One traditional conception of China placed the heartland of the royal domains in the centre of four concentric zones, the outermost of which represented the zones of "allied barbarians" and, most distant of all, of "cultureless savagery". The Chinese were thus less than impressed when the Jesuit missionary Matteo Ricci arrived and showed them maps of the world in which Europe and the Atlantic occupied the central positions. Tactfully, Ricci drew another map centered on the Pacific Ocean.
Maps may reflect the economic competition that so often underlies political concerns. Maps from the period of European discovery represented the often fabulous mineral wealth of the "new" lands to justify the discoverers' exploits and to encourage further investment in their voyages.

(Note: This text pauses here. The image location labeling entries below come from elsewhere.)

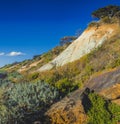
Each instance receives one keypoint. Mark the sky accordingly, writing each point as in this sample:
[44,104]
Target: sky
[32,27]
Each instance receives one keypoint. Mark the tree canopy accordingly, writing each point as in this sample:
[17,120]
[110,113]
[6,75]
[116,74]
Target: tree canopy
[108,11]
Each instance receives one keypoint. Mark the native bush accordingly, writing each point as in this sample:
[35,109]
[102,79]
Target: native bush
[27,102]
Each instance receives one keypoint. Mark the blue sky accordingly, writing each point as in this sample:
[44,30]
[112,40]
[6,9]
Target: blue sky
[30,27]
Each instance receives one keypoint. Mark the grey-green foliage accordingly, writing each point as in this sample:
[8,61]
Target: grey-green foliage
[28,101]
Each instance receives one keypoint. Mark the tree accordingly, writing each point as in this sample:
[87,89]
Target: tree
[108,11]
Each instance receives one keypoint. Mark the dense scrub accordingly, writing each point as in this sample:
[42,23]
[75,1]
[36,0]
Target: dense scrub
[102,111]
[25,102]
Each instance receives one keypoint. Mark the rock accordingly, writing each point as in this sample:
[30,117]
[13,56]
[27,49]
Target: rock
[90,39]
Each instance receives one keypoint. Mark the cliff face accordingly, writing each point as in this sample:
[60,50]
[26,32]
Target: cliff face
[70,110]
[91,38]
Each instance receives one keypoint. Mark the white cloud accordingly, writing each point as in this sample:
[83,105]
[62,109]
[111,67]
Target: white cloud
[13,53]
[2,54]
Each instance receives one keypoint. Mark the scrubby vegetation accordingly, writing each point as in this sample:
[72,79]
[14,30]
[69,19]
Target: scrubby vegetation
[102,111]
[26,102]
[25,96]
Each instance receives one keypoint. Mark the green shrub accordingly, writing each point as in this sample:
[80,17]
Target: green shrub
[28,101]
[102,111]
[65,86]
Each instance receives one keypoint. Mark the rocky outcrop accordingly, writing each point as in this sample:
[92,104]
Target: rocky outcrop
[71,109]
[90,39]
[68,111]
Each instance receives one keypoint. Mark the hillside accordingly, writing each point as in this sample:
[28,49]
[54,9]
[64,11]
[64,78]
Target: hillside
[91,38]
[71,84]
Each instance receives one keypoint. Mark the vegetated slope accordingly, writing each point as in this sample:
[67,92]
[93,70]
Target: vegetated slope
[95,75]
[91,38]
[74,108]
[36,62]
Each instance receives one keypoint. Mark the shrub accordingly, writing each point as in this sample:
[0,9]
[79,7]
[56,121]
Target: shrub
[28,101]
[65,86]
[102,111]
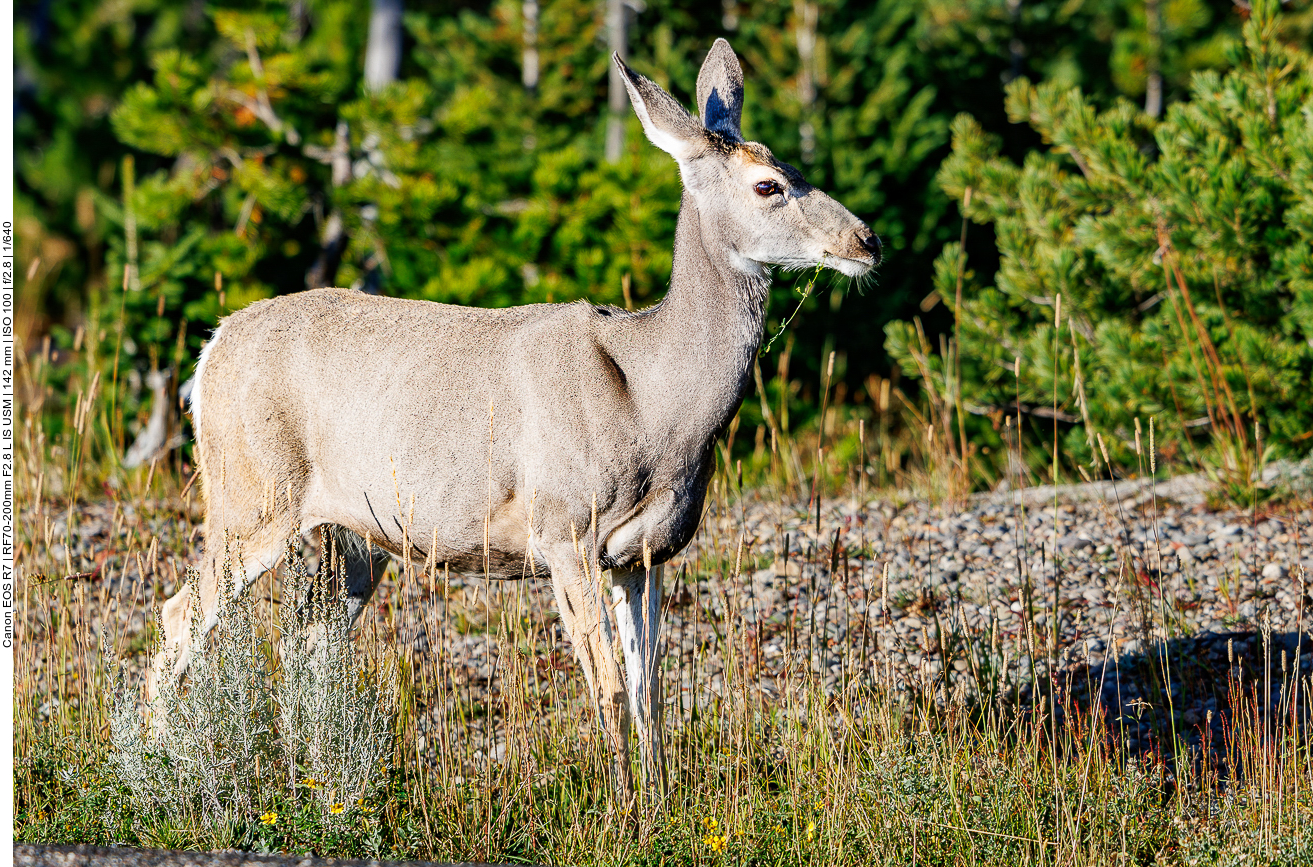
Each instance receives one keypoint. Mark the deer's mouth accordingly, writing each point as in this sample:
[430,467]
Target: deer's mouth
[850,266]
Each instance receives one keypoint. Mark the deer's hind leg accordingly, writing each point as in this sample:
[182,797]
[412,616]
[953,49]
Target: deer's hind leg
[636,597]
[246,530]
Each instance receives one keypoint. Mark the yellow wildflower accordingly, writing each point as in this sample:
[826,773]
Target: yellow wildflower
[714,841]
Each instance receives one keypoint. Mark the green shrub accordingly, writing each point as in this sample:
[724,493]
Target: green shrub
[1181,252]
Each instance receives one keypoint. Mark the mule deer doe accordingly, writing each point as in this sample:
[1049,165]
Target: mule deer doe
[550,440]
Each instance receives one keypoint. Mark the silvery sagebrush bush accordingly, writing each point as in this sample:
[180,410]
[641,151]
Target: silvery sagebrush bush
[310,716]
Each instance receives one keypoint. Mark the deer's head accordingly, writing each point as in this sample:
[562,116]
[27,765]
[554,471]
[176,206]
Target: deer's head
[759,208]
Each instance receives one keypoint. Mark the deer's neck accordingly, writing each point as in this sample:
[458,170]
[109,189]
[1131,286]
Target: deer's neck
[707,331]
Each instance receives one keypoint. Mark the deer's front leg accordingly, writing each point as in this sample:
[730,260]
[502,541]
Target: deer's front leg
[584,619]
[637,599]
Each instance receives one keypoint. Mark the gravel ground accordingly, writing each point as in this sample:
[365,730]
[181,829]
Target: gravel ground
[847,594]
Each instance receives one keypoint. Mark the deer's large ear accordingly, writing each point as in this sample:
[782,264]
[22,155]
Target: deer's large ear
[720,92]
[667,124]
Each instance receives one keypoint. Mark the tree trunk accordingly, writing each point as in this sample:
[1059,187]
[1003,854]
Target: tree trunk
[617,101]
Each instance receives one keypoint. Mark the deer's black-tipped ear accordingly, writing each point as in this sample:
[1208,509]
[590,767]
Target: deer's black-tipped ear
[720,91]
[666,122]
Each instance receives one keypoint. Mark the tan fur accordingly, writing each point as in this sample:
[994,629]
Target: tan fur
[548,440]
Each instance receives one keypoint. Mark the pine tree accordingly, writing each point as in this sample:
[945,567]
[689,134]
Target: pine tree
[1181,250]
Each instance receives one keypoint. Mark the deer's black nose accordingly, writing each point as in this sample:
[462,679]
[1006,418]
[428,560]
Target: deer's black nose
[872,244]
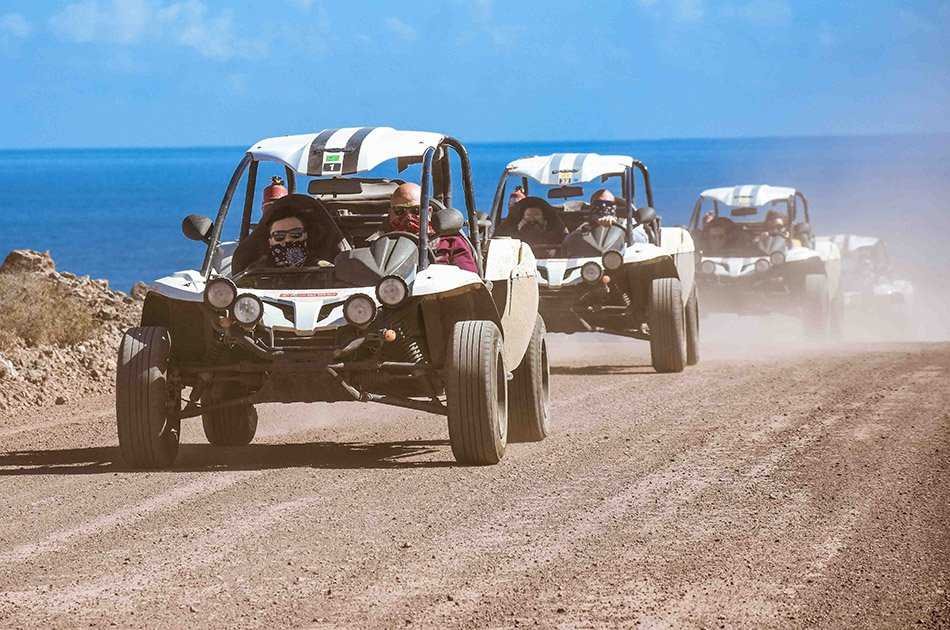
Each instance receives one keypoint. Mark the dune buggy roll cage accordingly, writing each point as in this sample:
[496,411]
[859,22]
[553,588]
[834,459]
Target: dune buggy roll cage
[628,190]
[430,179]
[792,209]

From the Americas came the legend of the alluring Kingdom of Gold and the even more attractive El Dorado. The latter was the legendary city of the king of "Manoa", situated on the shores of an equally mythical "Lake Parima", which the Spaniards heard about in 1530 and which they supposed to lie in the basin of the Orinoco river. The legend gave rise to numerous expeditions to the highlands of Guiana, one of which was dispatched from England by Sir Walter Raleigh. Part of Raleigh's manuscript map (1595) survives, showing "that mighty, rich and beautiful Empire of Guinea, and...that great and golden city which the Spaniards call El Dorado and the naturals [call] Manoa". The Frenchman T. de Bry engraved a copperplate map in 1599 on which the elusive Lake Parima was prominently shown, with equally fabulous creatures nearby, such as headless men and fearsomely armed women--the Amazonians of another ancient myth.